Michela Murgia ha un tumore. Ed è al quarto stadio. Le rimangono pochi (o forse molti) mesi davanti, ancora. Non è operabile, perché ha già metastasi alle ossa, ai polmoni e al cervello. Ma sa che morirà e da tempo sta preparando la sua partenza. Per questo ha intenzione di sposarsi. Tre ciotole, (Mondadori) suo ultimo libro esce il 16 maggio. Il primo racconto si apre con la diagnosi di un male incurabile. Ed è una vicenda autobiografica ha raccontato Murgia in un’intervista al Corriere della Sera. Perché la scrittrice, drammaturga, blogger, opinionista, autrice tra gli altri del romanzo bestseller pluripremiato Accabadora, ha un tumore al quarto stadio, uno stadio da cui “non si torna indietro”. Sta per morire, sottolinea. Le restano pochi mesi. E ha deciso di raccontarlo.

Spiegando che “le metastasi sono già ai polmoni, alle ossa, al cervello”. “Non importa se non avrò più molto tempo: l’importante per me ora è non morire fascista”, dichiara la scrittrice che si definisce di sinistra. Non ha paura della morte, “spero solo di morire quando Giorgia Meloni non sarà più presidente del Consiglio”, “perché il suo è un governo fascista”, accusa. Proprio su questo aspetto ha risposto la premier Giorgia Meloni: “Apprendo da una sua lunga intervista che la scrittrice Michela Murgia è affetta da un bruttissimo male. Non l’ho mai conosciuta e non ho mai condiviso le sue idee, ma voglio mandarle un abbraccio e dirle che tifiamo per lei. E io spero davvero che lei riesca a vedere il giorno in cui non sarò più Presidente del Consiglio, come auspica, perché io punto a rimanere a fare il mio lavoro ancora per molto tempo”. Murgia non si sente sola, sconfitta: “Ho cinquant’anni, ma ho vissuto dieci vite. Volevo anche andare in Corea Forse ci andrò quando disperderanno le mie ceneri nell’oceano, a Busan”. “Ho dieci persone. La mia queer family”.

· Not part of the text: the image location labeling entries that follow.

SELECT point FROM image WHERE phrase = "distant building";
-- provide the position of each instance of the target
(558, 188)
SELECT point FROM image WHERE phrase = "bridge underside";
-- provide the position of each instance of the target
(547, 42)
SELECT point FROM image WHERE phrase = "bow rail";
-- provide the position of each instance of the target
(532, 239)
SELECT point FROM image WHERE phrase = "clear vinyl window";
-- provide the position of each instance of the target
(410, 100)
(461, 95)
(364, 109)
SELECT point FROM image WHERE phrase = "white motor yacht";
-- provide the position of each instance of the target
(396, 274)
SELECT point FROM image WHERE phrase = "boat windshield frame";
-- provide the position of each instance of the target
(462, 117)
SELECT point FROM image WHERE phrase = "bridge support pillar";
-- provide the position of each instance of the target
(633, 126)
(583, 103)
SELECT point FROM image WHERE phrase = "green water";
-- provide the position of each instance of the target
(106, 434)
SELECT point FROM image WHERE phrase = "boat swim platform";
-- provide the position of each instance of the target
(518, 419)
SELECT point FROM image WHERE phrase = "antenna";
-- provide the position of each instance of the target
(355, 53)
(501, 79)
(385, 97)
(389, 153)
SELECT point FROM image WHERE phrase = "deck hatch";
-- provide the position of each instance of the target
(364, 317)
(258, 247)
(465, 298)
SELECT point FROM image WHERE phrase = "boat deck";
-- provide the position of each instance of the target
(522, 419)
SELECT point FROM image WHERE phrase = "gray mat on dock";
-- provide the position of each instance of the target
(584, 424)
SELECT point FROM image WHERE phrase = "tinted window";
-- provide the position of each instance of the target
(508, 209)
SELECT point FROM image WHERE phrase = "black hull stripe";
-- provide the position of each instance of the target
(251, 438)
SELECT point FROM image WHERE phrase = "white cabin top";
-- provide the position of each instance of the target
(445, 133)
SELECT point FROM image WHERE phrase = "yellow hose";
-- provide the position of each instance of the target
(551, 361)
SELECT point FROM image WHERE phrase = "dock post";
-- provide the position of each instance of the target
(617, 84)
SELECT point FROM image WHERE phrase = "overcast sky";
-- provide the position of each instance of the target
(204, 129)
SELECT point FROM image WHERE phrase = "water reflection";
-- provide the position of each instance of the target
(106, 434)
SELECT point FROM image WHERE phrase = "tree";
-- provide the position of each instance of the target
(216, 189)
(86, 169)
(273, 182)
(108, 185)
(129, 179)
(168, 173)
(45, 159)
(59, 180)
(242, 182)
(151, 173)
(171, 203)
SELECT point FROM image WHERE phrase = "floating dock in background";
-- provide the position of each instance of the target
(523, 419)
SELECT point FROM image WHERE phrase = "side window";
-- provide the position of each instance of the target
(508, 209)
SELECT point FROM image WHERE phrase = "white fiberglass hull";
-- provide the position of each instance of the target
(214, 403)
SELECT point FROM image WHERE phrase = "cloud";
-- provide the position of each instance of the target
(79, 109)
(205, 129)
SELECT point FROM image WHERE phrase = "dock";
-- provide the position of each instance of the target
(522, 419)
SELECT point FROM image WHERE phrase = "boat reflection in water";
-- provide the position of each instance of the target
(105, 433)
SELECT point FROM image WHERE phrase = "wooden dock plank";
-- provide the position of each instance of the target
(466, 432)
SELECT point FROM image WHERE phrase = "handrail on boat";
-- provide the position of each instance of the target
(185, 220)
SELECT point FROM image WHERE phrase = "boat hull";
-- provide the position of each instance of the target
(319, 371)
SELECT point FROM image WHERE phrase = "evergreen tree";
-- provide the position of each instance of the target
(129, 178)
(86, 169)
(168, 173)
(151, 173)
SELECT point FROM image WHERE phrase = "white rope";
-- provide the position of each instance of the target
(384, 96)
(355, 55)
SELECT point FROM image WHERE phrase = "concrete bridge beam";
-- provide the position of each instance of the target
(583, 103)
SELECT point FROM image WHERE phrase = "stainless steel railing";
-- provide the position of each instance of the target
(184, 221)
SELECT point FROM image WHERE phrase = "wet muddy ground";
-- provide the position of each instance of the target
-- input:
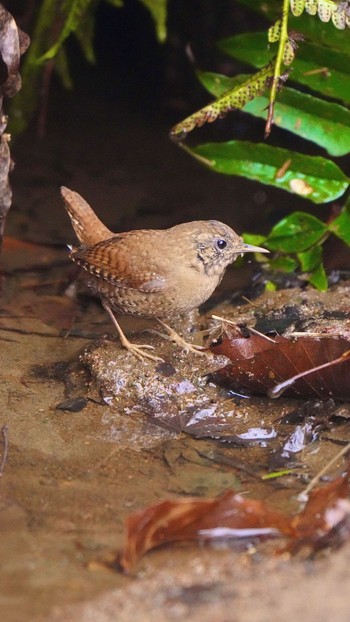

“Ho comprato casa con dieci posti letto dove stare tutti insieme – racconta – Ho fatto tutto quello che volevo. E ora mi sposo”. Sposerà “un uomo, ma poteva essere una donna”. “Lo Stato alla fine vorrà un nome legale che prenda le decisioni, ma non mi sto sposando solo per consentire a una persona di decidere per me”, precisa. Pensando al momento della fine, Michela Murgia dice: ”Posso sopportare molto dolore, ma non di non essere presente a me stessa. Chi mi vuole bene sa cosa deve fare. Sono sempre stata vicina ai radicali, a Marco Cappato”. Di fatto, esprimendosi a favore dell’eutanasia, che era il tema anche del suo romanzo Accabadora. La scrittrice afferma di avere “quattro figli”, “sono figli d’anima. Il più grande ha 35 anni, il più piccolo venti”. “È insensato dire che di madre ce n’è una sola, la maternità ha tante forme”.

Il suo male è annunciato all’inizio del suo ultimo libro, le tre ciotole sono quelle in cui lei mangia, rigorosamente da sola, un pugno di riso, qualche pezzetto di pesce o di pollo e qualche verdura. ”Mi hanno tolto cinque litri d’acqua dal polmone. Stavolta il cancro era partito dal rene. Ma a causa del Covid avevo trascurato i controlli”, dice. La scrittrice si sta curando con un’immunoterapia a base di biofarmaci. “Non attacca la malattia; stimola la risposta del sistema immunitario. L’obiettivo non è sradicare il male, è tardi, ma guadagnare tempo”. “Il cancro non è una cosa che ho; è una cosa che sono”, afferma Murgia sostenendo di non voler utilizzare un “registro bellico”.

“Il cancro è un complice della mia complessità, non un nemico da distruggere – afferma – Non posso e non voglio fare guerra al mio corpo, a me stessa. Il tumore è uno dei prezzi che puoi pagare per essere speciale. Non lo chiamerei mai il maledetto o l’alieno” In stato di grazia, Murgia in Tre Ciotole una serie di racconti originali scrive una sagoma di cartone o di un pretoriano in miniatura, odiano i bambini pur portandoseli in grembo, lasciano una donna ma ne restano imprigionati, vomitano amore e rabbia, si tagliano, tradiscono, si ammalano. Sono alcuni dei personaggi del nuovo, libro, un romanzo fatto di storie che si incastrano e in cui i protagonisti stanno attraversando un cambiamento radicale che costringe ciascuno di loro a forme inedite di sopravvivenza emotiva. “Una sera ti metti a tavola e la vita che conoscevi è finita.”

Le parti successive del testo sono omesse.